The headquarters emergency operations staff receives copies of all consumer complaints that come to agency field offices. Currently, FDA receives 12,000 to 15,000 consumer complaints of all kinds each year. Some 70 percent of these are food related. The others are reports of illness or injuries related to medication, medical devices, and other products that FDA regulates.

Health professionals who become aware of non-microbial (allergic) reactions to foods can report the incident by using the form on the back of the FDA Drug Bulletin that is mailed several times a year to 1 million physicians and other health professionals in the United States.

In addition to the new reporting system, FDA has established an advisory committee on hypersensitivity to food constituents. In announcing the committee, Commissioner Frank E. Young, M.D., noted that–because medically accepted tests for sensitivity have never been conducted on a large segment of the population–accurate estimates of adverse reactions to foods cannot be made.

The committee will consider the prevalence of allergic reactions, the need for research, the effectiveness of present labeling for hypersensitive substances, methods to protect that small part of the population that is sensitive to substances that are harmless to the general population, and other aspects of reactions to foods and food ingredients.

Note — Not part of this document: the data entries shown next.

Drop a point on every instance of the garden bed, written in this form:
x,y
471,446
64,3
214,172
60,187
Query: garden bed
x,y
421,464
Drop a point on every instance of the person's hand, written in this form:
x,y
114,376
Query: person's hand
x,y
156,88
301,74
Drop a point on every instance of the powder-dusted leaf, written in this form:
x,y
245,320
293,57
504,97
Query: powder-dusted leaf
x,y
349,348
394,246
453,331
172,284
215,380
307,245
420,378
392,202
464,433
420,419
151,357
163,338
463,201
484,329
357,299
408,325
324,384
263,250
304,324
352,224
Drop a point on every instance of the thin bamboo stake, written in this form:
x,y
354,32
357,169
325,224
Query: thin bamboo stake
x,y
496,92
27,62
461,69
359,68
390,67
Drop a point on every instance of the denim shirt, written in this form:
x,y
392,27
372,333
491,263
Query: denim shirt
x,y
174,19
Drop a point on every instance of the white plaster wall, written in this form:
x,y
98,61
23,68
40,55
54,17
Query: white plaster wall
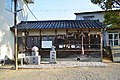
x,y
48,32
7,36
97,16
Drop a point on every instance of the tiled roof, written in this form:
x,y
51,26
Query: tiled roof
x,y
60,24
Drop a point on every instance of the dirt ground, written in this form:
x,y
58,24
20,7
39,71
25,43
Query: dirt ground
x,y
110,72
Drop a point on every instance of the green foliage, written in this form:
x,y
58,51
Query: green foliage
x,y
112,17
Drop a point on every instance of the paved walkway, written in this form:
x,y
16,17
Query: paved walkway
x,y
63,64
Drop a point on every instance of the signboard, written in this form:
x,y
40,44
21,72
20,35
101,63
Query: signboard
x,y
116,55
46,44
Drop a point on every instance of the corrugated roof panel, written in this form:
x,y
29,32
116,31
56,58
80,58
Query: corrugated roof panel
x,y
60,24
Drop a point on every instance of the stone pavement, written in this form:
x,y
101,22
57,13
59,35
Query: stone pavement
x,y
64,64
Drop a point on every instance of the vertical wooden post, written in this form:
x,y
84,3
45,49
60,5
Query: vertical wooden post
x,y
15,44
55,41
101,44
40,42
66,44
89,39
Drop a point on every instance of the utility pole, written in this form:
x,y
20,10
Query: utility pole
x,y
15,35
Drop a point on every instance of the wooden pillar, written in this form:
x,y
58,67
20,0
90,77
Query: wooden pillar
x,y
40,43
66,44
89,39
101,44
55,41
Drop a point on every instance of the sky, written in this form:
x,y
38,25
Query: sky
x,y
59,9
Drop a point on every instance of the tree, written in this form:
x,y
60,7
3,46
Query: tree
x,y
112,17
107,4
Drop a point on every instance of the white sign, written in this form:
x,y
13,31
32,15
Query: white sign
x,y
46,44
21,56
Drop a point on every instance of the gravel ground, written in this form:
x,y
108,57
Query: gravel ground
x,y
111,72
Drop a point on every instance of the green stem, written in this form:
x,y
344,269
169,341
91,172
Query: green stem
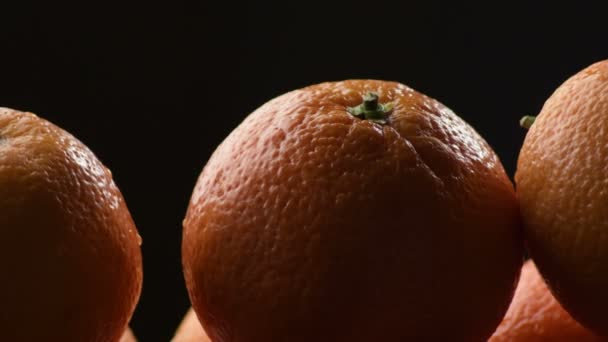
x,y
527,121
371,109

Consumers who feel they may be allergic to some food or food ingredient in their diet should discuss the matter with a physician. There are legitimate tests that can help determine whether a food is really at fault, but they can be fairly expensive, time-consuming, and will require a good deal of dedication on the part of the patient in controlling diet and scrupulously keeping track of what foods are consumed. But those who blame their state of mind on the state of their diet should remember that–despite all the attention given to the food, mood and behavior link–the evidence that does exist shows that such relationships are rare.